Fali Wang; Hui Liu; Zhenwei DAI; Jingying Zeng; Zhiwei Zhang; Zongyu Wu; Chen Luo; Zhen Li; Xianfeng Tang; Qi He; Suhang Wang

AgentTTS: Large Language Model Agent for Test-time Compute-optimal Scaling Strategy in Complex Tasks

Fali Wang, Hui Liu, Zhenwei DAI, Jingying Zeng, Zhiwei Zhang, Zongyu Wu, Chen Luo, Zhen Li, Xianfeng Tang, Qi He, Suhang Wang

Published: 18 Sept 2025, Last Modified: 29 Oct 2025NeurIPS 2025 posterEveryoneRevisionsBibTeXCC BY 4.0

Keywords: language models, scaling, test-time compute, compute-optimal inference

TL;DR: We introduce AgentTTS, an LLM-agent framework that efficiently allocates test-time compute across multi-stage tasks, achieving compute-optimal performance through insight-guided adaptive search.

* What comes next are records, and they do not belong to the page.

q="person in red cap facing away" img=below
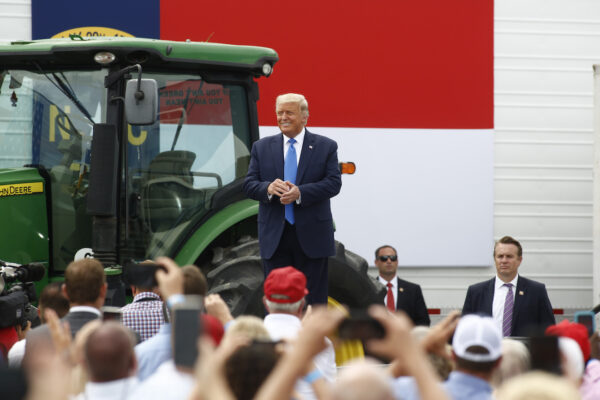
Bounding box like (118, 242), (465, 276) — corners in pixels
(546, 319), (600, 400)
(263, 266), (336, 400)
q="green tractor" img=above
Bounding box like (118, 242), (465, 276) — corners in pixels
(0, 36), (384, 315)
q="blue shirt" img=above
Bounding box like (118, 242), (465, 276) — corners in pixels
(443, 371), (493, 400)
(135, 323), (173, 381)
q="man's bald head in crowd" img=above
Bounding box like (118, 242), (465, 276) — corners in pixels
(84, 321), (137, 382)
(63, 258), (106, 308)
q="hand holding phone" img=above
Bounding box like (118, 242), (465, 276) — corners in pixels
(172, 296), (203, 369)
(100, 306), (123, 322)
(528, 336), (562, 375)
(575, 311), (596, 338)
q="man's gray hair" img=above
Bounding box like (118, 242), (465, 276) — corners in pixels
(275, 93), (308, 118)
(265, 297), (304, 313)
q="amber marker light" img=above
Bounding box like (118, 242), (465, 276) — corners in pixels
(338, 161), (356, 175)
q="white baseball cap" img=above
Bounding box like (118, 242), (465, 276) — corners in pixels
(452, 314), (502, 362)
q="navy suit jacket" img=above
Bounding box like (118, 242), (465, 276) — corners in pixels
(462, 276), (556, 336)
(243, 130), (342, 259)
(396, 278), (431, 326)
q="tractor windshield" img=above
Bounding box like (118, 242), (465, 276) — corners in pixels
(120, 72), (251, 259)
(0, 68), (107, 271)
(0, 68), (251, 271)
(0, 70), (105, 170)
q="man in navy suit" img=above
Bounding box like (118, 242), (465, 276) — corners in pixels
(23, 258), (108, 365)
(462, 236), (556, 336)
(375, 245), (431, 326)
(244, 93), (342, 304)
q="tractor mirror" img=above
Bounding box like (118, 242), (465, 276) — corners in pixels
(125, 79), (158, 125)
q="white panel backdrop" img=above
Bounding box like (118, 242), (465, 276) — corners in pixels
(261, 126), (494, 267)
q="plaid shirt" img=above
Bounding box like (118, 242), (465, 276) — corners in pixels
(121, 292), (165, 342)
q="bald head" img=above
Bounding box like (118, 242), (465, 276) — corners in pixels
(84, 321), (137, 382)
(333, 360), (394, 400)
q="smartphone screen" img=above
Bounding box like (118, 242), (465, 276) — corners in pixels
(172, 300), (202, 368)
(575, 311), (596, 337)
(529, 336), (562, 375)
(338, 314), (385, 341)
(101, 306), (123, 322)
(123, 262), (162, 288)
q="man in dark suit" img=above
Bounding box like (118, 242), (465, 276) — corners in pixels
(462, 236), (555, 336)
(24, 258), (107, 363)
(244, 93), (342, 304)
(375, 245), (431, 326)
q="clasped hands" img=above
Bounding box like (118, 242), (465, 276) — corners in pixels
(267, 179), (300, 204)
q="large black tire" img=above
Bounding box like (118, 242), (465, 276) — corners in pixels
(207, 256), (265, 317)
(329, 241), (386, 309)
(202, 238), (385, 317)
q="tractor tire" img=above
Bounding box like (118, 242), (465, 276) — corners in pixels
(203, 238), (386, 317)
(206, 256), (265, 318)
(328, 241), (386, 309)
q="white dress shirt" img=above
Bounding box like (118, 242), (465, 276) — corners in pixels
(267, 128), (306, 204)
(377, 275), (398, 309)
(492, 274), (519, 332)
(283, 128), (306, 165)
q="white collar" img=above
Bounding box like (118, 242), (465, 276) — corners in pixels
(494, 274), (519, 289)
(69, 306), (102, 317)
(283, 127), (306, 149)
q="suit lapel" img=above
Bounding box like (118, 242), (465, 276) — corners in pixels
(483, 278), (496, 315)
(296, 129), (315, 185)
(396, 276), (404, 310)
(270, 133), (283, 180)
(511, 277), (527, 333)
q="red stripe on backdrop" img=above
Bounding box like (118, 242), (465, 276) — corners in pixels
(160, 0), (494, 129)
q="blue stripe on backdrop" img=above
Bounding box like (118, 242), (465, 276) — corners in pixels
(31, 0), (160, 39)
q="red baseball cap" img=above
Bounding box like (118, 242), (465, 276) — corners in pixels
(546, 319), (592, 362)
(264, 266), (308, 303)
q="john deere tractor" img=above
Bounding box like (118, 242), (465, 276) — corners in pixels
(0, 36), (382, 315)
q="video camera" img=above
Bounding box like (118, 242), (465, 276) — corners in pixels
(0, 260), (46, 329)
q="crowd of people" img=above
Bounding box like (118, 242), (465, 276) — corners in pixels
(2, 244), (600, 400)
(0, 93), (600, 400)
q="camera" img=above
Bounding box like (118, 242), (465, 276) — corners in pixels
(0, 260), (46, 329)
(338, 310), (385, 341)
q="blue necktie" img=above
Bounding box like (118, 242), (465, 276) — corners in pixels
(283, 139), (298, 225)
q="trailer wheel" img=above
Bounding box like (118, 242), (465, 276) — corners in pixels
(203, 238), (385, 317)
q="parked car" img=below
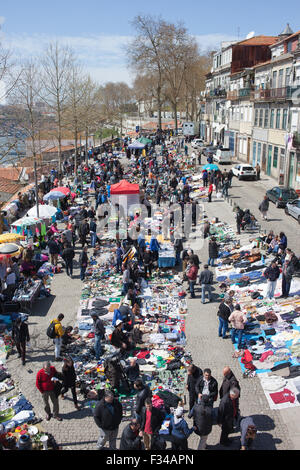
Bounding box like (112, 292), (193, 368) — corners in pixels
(284, 199), (300, 224)
(232, 163), (256, 180)
(213, 148), (232, 163)
(202, 146), (218, 157)
(266, 186), (298, 207)
(191, 139), (204, 149)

Abstract: Test-time scaling (TTS) enhances the performance of large language models (LLMs) by allocating additional compute resources during inference. However, existing research primarily investigates TTS in single-stage tasks; while many real-world problems are multi-stage complex tasks, composed of a sequence of heterogeneous subtasks with each subtask requires LLM of specific capability. Therefore, we study a novel problem: the test-time compute-optimal scaling in multi-stage complex tasks, aiming to select suitable models and allocate budgets per subtask to maximize overall performance. TTS in multi-stage tasks introduces two fundamental challenges: (i) The combinatorial search space of model and budget allocations, combined with the high cost of inference, makes brute-force search impractical. (ii) The optimal model and budget allocations across subtasks are interdependent, increasing the complexity of the compute-optimal search. To address this gap, we conduct extensive pilot experiments on four tasks across six datasets, deriving three empirical insights characterizing the behavior of LLMs in multi-stage complex tasks. Informed by these insights, we propose AgentTTS, an LLM-agent-based framework that autonomously searches for compute-optimal allocations through iterative feedback-driven interactions with the execution environment. Experimental results demonstrate that AgentTTS significantly outperforms traditional and other LLM-based baselines in search efficiency, and shows improved robustness to varying training set sizes and enhanced interpretability.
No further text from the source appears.